I made a little progress.
In my system horizontal merging is a lot more important than vertical because the visibility system is essentially 2D. Every object has an upper and a lower bound so they can be included/excluded in the visibility calculations as the observer moves up and down, but the construction of the line-of-sight geometry is all done in the X-Z-plane (Y is up in my engine).
So I came up with this algorithm (dunno if this is an established way of doing things, but it is working fine for me):
- Get a list of objects that we consider for merging, called the "main list" below
- Pick the first object in the list, called "reference box", or "ref box" below
- Check if the shape of the object is a box, if not we cannot merge it so just submit it as-is
- If the shape is a box, we will try to merge it with other boxes
- Get a new list, called the "merge list" containing all objects except the ref box
- Iterate over all objects in the list and process those that are boxes, sorted by distance to the ref box (closest first)

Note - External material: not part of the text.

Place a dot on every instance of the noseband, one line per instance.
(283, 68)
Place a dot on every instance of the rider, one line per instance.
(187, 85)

- For each box, check if the upper and lower bounds are the same as the ref box, if not then we cannot merge
- If the bounds match the ref box, calculate 2D convex hulls for both shapes in the X-Z-plane, then calculate the areas of the convex hulls
- Calculate the convex hull of the combined shape, then calculate the area of that convex hull
- Check if the sum of the original areas of the convex hulls roughly equal the new combined area
- If the areas are equal, we can merge the boxes together
- Continue with the rest of the objects in the merge list, attempting to merge each with with the ever-growing ref box
- Remove all processed objects from the main list
Using this technique I managed to nicely merge most of the geometry in my test level. Check out the picture below:

The colored boxes represent box objects. The colors are selected from a list of a few colors and sometimes the same color appears on adjacent objects. From the image you can see that the algoritm works with both world space axis aligned objects as well as rotated ones. You can also see (on the wall of boxes in the lower left corner) that the algorithm does not merge objects vertically.
In the test level above the number of objects decreased from 266 to 45.
Fun!